Güncelleme Tarihi:
AYSUN hayatının aşkını, evinin direğini kaybetti, Evrim ve Arda biricik babalarını.
İzmir spor medyası ise son gerçek muhabirini uğurladı yıldızlara.
Evet, son gerçek spor muhabirini, Süleyman Alasya’yı...
Yarı yaşındaki meslektaşları kendilerini gazete bürolarına kapatıp, telefon gazeteciliğine mahkum ederken o hep sokaklara yani haberin kaynağına koştu.
Yöneticilik, müdürlük, şeflik umurunda değildi.
Spor gazeteciliğinin sokak çocuğu olmayı tercih etti ve hep öyle kaldı.
Otuz yılı aşkın meslek hayatlarımızın yarısından fazlasını aynı serviste omuz omuza çalışarak geçirdik.
Zaman geldi, farklı yerlere savrulduk.
Sonra yeniden kesişti yollarımız, derken yine ayrıldık.
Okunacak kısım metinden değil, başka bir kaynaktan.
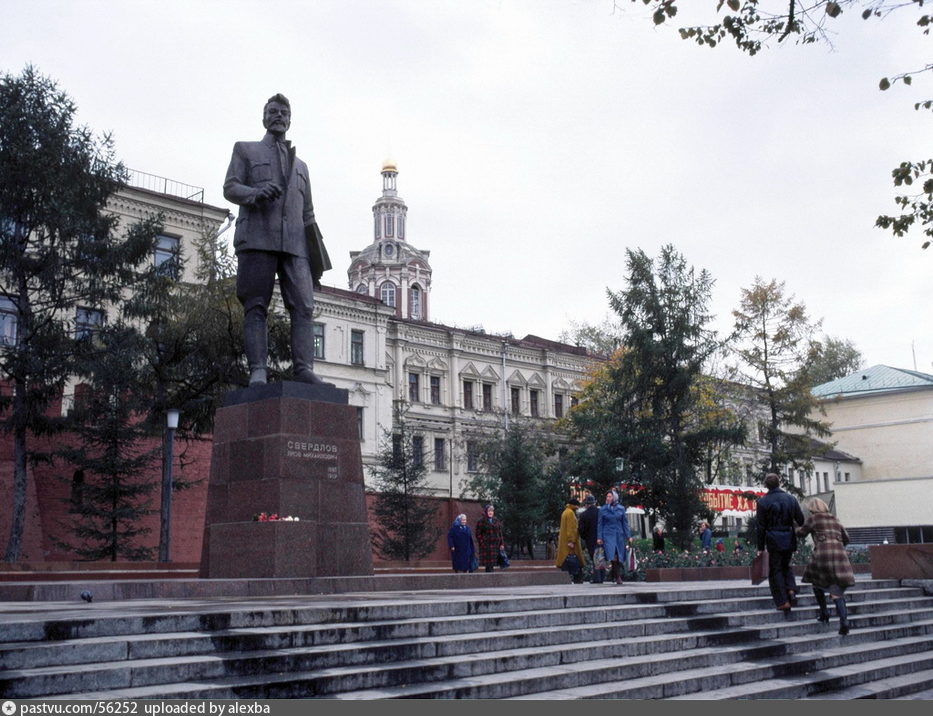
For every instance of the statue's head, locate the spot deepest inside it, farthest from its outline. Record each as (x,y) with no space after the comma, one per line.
(277,115)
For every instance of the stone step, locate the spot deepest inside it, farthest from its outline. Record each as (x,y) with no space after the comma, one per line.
(828,678)
(432,658)
(706,600)
(133,645)
(913,684)
(567,673)
(444,644)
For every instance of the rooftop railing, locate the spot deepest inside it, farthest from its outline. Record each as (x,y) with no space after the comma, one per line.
(162,185)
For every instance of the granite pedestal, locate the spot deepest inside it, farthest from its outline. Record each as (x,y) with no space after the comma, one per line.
(290,449)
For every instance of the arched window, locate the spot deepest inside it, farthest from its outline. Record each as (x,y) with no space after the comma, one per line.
(387,293)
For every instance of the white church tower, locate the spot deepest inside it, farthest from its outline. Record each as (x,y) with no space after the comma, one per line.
(390,268)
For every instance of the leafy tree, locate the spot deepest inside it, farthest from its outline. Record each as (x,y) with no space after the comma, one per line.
(773,339)
(193,351)
(642,407)
(522,481)
(754,24)
(60,250)
(405,520)
(106,420)
(832,358)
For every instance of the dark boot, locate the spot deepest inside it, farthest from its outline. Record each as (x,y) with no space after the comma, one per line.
(843,615)
(255,343)
(821,601)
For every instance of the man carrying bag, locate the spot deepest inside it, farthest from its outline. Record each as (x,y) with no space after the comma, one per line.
(777,514)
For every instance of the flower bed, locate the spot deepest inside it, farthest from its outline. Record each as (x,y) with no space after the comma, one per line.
(676,565)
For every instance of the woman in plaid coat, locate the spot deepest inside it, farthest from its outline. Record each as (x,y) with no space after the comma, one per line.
(829,569)
(489,538)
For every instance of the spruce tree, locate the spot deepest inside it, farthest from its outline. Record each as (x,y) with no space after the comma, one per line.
(405,519)
(643,406)
(111,449)
(60,251)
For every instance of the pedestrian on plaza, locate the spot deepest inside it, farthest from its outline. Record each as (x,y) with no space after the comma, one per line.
(460,542)
(657,538)
(829,569)
(706,536)
(613,534)
(587,526)
(489,538)
(568,541)
(777,513)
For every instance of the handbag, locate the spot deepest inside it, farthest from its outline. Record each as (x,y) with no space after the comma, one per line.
(571,565)
(502,560)
(759,568)
(780,540)
(599,559)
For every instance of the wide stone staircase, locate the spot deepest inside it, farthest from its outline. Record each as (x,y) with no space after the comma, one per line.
(637,641)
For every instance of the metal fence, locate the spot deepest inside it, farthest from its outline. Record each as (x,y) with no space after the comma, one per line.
(162,185)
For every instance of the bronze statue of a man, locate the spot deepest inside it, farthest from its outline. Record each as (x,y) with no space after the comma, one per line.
(276,234)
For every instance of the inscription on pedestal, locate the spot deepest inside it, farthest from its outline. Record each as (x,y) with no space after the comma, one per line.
(322,457)
(292,456)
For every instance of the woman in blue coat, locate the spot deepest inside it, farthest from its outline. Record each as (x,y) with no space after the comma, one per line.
(612,533)
(460,541)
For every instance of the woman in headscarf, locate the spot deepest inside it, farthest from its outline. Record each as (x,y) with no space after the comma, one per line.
(568,540)
(613,534)
(460,541)
(829,569)
(489,538)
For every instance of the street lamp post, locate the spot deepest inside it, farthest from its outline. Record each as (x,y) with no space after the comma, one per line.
(165,521)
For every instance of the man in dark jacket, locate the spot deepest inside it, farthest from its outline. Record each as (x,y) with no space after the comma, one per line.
(776,513)
(587,522)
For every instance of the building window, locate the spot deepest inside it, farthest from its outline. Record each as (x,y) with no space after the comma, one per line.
(417,450)
(487,396)
(317,331)
(472,457)
(356,347)
(8,322)
(468,394)
(415,308)
(165,256)
(87,321)
(77,488)
(387,293)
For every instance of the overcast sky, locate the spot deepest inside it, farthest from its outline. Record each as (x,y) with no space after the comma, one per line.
(535,140)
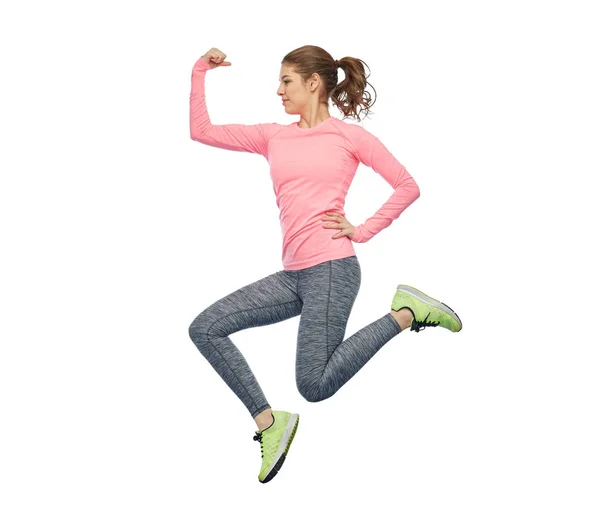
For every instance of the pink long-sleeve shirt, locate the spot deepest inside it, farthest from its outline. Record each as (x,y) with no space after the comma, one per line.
(311,169)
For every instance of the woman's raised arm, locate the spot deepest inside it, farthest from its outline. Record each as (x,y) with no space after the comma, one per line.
(236,137)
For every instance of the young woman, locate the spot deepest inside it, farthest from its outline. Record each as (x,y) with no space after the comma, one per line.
(312,164)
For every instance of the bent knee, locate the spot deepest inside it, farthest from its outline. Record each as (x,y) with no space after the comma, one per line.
(200,327)
(312,392)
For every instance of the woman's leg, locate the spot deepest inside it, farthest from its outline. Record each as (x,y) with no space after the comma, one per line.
(264,302)
(324,361)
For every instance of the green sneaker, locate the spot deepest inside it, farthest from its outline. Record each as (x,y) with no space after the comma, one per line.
(427,312)
(275,442)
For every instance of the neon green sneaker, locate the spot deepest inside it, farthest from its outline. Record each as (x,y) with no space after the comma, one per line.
(275,442)
(427,312)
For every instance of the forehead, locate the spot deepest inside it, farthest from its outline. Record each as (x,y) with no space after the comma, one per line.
(286,71)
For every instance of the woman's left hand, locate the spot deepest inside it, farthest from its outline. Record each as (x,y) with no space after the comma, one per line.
(338,221)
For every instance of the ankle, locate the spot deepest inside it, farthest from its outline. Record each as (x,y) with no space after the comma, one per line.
(264,419)
(403,316)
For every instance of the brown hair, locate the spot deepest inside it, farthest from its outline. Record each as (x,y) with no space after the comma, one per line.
(348,95)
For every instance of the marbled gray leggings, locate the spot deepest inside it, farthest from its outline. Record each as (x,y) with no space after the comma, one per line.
(323,296)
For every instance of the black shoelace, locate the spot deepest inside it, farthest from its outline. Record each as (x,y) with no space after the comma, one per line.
(419,325)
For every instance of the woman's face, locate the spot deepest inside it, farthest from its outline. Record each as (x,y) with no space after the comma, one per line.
(295,94)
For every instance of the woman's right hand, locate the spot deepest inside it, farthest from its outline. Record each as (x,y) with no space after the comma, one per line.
(215,57)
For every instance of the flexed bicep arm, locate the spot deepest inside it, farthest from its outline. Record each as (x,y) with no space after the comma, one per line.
(235,137)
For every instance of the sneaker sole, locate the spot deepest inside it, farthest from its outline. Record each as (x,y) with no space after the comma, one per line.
(286,441)
(430,301)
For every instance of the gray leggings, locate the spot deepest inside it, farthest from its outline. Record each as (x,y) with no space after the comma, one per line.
(323,296)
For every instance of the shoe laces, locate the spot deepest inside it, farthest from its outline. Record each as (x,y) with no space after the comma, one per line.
(258,437)
(418,325)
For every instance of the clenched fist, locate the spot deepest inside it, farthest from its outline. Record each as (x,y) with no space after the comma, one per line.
(215,57)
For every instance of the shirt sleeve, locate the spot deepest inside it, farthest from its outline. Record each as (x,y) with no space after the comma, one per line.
(371,152)
(246,138)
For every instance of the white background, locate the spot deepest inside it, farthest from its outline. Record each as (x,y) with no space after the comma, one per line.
(118,229)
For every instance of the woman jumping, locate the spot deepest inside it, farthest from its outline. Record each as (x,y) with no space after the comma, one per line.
(312,164)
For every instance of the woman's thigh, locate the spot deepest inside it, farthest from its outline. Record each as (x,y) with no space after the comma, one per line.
(328,291)
(269,300)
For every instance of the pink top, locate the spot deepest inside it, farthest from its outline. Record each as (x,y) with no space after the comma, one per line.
(311,169)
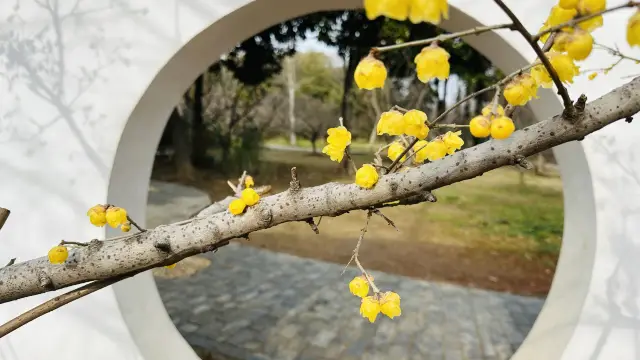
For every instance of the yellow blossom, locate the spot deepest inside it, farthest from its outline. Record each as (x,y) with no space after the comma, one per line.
(339,136)
(394,151)
(116,216)
(520,90)
(633,30)
(248,181)
(335,153)
(435,150)
(58,254)
(488,110)
(568,4)
(502,128)
(453,141)
(359,286)
(415,124)
(480,126)
(432,62)
(370,73)
(370,308)
(237,206)
(591,24)
(249,196)
(421,152)
(97,215)
(390,304)
(591,6)
(428,10)
(393,9)
(391,122)
(366,176)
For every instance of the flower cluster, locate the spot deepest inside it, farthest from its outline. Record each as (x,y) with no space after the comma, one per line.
(387,303)
(100,215)
(337,141)
(248,197)
(492,123)
(416,11)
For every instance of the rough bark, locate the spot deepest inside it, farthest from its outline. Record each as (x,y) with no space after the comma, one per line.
(168,244)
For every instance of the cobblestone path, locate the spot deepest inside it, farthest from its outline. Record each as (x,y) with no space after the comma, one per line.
(253,304)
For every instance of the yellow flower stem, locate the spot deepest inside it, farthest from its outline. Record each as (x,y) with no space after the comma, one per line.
(473,31)
(575,21)
(562,91)
(135,224)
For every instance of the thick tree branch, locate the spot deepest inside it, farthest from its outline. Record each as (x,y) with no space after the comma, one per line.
(137,253)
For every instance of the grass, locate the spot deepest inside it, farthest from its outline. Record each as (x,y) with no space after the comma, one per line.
(490,232)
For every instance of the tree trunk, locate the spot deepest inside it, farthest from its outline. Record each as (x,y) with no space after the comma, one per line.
(181,147)
(198,132)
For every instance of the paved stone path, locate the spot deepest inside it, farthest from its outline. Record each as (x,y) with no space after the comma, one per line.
(259,305)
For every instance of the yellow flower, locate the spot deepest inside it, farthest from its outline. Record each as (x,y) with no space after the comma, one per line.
(591,6)
(390,304)
(568,4)
(359,286)
(370,73)
(97,215)
(480,126)
(421,151)
(435,150)
(366,176)
(453,141)
(236,207)
(393,9)
(391,122)
(579,45)
(248,181)
(339,136)
(335,153)
(488,110)
(633,30)
(116,216)
(502,128)
(520,90)
(559,16)
(415,124)
(58,254)
(432,62)
(394,151)
(564,66)
(428,10)
(249,196)
(370,308)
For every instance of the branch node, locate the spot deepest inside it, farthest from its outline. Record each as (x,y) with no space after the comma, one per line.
(313,225)
(294,185)
(162,244)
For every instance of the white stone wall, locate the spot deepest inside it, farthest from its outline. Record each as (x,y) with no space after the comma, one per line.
(87,89)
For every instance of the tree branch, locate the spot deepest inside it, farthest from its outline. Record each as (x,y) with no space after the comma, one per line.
(113,258)
(562,91)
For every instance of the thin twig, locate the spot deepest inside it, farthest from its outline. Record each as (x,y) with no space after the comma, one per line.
(4,215)
(444,37)
(56,303)
(562,91)
(141,229)
(583,18)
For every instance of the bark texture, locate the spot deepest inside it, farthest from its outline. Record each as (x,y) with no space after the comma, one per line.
(168,244)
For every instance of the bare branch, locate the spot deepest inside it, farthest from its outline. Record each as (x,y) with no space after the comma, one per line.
(137,253)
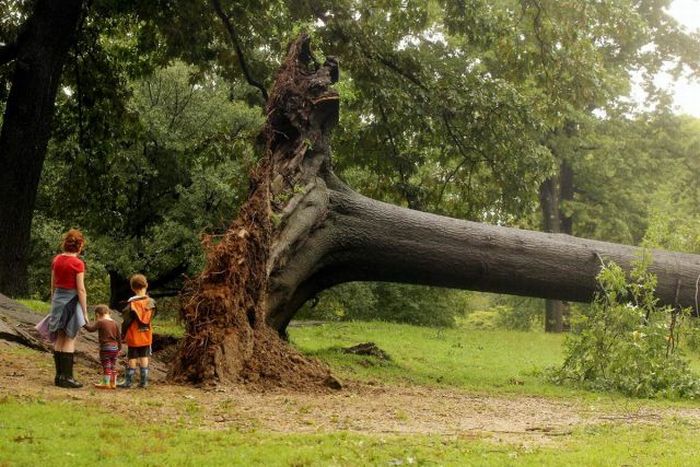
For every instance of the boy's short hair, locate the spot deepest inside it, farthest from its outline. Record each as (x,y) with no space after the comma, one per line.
(101,310)
(138,282)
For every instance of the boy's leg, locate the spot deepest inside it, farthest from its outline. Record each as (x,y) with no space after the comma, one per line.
(143,363)
(113,373)
(106,369)
(130,372)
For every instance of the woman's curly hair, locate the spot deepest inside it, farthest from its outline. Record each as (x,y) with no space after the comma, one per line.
(73,241)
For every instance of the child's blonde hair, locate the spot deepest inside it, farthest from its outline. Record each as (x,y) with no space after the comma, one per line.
(138,282)
(101,310)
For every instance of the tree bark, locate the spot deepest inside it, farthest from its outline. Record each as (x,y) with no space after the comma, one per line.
(40,52)
(303,230)
(553,191)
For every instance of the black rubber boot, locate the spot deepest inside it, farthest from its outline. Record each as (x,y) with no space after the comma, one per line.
(128,378)
(68,381)
(59,367)
(143,382)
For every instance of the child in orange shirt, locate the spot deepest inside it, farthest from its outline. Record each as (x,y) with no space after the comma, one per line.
(110,344)
(137,331)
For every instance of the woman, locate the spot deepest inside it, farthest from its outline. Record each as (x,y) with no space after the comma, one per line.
(68,306)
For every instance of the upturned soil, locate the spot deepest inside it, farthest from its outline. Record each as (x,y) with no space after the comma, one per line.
(358,407)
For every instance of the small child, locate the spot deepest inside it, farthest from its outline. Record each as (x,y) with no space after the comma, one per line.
(110,344)
(137,331)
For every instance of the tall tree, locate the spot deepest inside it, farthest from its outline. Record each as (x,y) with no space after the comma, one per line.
(38,55)
(303,230)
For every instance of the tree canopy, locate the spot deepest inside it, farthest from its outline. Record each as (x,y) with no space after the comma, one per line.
(466,109)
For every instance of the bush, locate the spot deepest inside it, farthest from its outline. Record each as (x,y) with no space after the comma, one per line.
(626,343)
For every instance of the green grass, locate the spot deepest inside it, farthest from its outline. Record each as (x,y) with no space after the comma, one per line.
(73,433)
(493,361)
(506,363)
(473,360)
(37,306)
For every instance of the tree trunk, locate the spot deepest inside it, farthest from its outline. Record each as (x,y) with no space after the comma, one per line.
(303,230)
(41,50)
(553,192)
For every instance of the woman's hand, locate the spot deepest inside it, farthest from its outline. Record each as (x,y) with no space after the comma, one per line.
(82,293)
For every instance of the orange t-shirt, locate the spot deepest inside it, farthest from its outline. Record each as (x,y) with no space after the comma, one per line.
(65,268)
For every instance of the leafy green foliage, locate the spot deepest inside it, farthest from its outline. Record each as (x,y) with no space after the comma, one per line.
(626,342)
(147,188)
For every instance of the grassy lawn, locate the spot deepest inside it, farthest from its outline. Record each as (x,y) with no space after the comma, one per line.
(474,360)
(36,305)
(55,433)
(508,364)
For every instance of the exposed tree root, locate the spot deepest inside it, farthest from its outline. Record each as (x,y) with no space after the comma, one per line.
(227,338)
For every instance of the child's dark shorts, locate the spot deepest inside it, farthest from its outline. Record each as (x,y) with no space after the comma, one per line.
(138,352)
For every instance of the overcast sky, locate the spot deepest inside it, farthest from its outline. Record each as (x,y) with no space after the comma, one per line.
(687,94)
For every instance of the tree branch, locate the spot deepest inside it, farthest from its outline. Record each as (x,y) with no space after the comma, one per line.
(8,52)
(239,51)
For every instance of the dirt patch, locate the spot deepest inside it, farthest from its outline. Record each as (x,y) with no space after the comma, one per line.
(359,407)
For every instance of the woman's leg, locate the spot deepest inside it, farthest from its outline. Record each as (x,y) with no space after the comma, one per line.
(66,356)
(57,358)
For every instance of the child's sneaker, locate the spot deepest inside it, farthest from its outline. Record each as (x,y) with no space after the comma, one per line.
(104,384)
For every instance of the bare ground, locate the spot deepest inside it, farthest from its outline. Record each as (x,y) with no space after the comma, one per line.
(359,407)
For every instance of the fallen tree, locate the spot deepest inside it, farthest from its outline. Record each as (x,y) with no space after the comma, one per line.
(303,230)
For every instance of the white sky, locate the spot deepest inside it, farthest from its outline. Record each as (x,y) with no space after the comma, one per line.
(686,94)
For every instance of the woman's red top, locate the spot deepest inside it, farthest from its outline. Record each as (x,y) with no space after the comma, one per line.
(65,268)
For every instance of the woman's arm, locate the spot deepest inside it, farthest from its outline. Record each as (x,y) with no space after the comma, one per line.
(82,293)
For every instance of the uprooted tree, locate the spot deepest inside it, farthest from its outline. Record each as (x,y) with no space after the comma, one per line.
(303,230)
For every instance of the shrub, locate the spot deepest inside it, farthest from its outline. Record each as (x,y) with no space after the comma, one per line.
(626,343)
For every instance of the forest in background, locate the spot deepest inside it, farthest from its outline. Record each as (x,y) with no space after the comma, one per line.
(513,113)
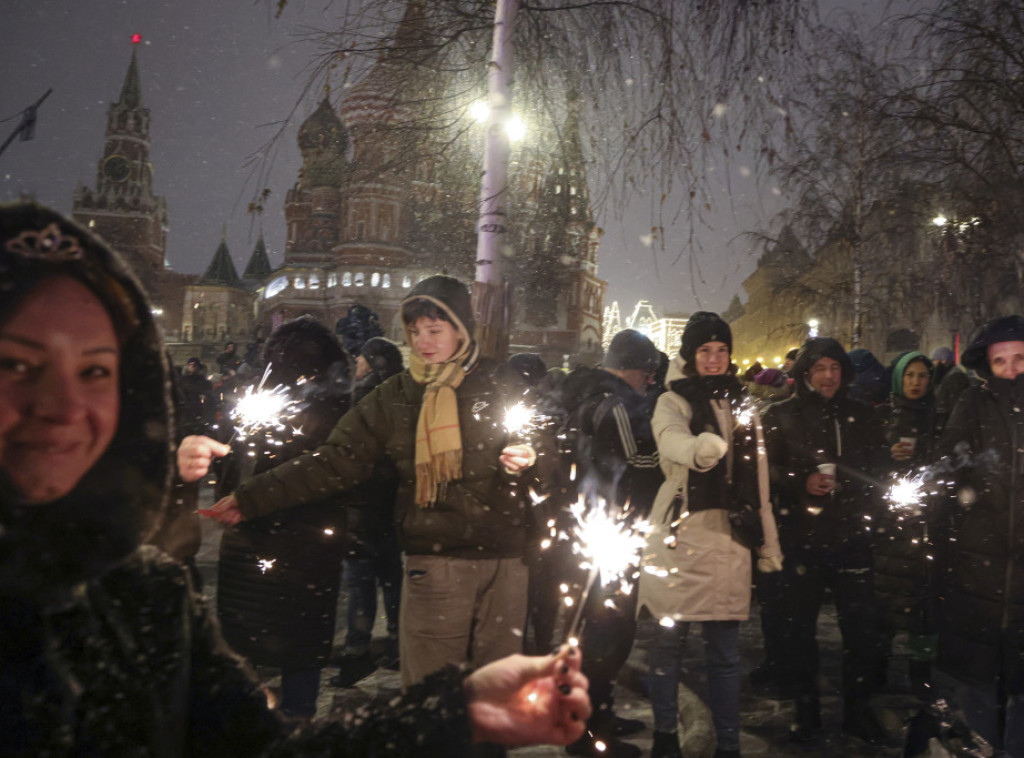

Son ayrılık kötü izler bıraktı ikimizde de.
Yüreklerimiz hasar gördü.
Ama geçmişin muhasebesini yaparken, güzel günlerin hatırı ağır bastı.
Küsmedik, kopmadık...
Geçtiğimiz pazartesi aradı; Altay dergisinin son sayısı için bir yazı istedi.
“Yazmayı sevmiyorum Sülo. Biliyorsun, gazeteye bile yazmıyorum artık” dedim.
Israr etmedi...
“Dergi önemli değil ama gazeteye yaz” dedi ve kapattı.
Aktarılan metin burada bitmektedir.